This shift in Republican priorities is opening up the way for social moderates and libertarians to back Republican candidates in the 2010 elections. The libertarian strain in the American electorate has long been neglected by the mainstream media. But, through the Tea Party, it has gained ascendancy on the right. Those who want the government to stay out of both boardrooms and bedrooms have come to dominate the party and its nominating process.
Not so fast, say Kathryn Jean Lopez and Ramesh Ponnuru.
As Ponnuru says:
As for social issues not counting in the primaries, let’s look at the results of seriously contested primaries. Many of the pro-life establishment candidates won (McCain, Fiorina, Ayotte); none of the pro-choice establishment candidates did (Castle, Murkowski, and you could even count Crist and Specter depending on when you start the review). In three states establishment pro-life candidates lost (Lowden, Greyson, Norton) but in each case to pro-life insurgents.
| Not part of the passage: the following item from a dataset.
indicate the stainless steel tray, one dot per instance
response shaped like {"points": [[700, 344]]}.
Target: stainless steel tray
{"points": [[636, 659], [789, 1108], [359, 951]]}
That none of the tea-party candidates in these races has been pro-choice is a fact so obvious that we don’t even think about it.
And as KJL says:
I actually believe we’re at this beautiful moment where people are in such a mood for common sense in governing that things like a universal Hyde Amendment and de-funding Planned Parenthood are absolutely coalition wins. Fiscal conservatives and the most dedicated anti-abortion activist can agree here. That’s not losing clout. It’s travelling the road to victory on the human-rights issue of our time.
I particularly like that last line as I've always been a little uncomfortable with abortion (and other direct threats to human life) being vaguely defined as a "social issue" when it is really "the human-rights issue of our time".
Finally, a poll released this past week actually indicates a high degree of overlap between Tea Party activists and "social conservatives".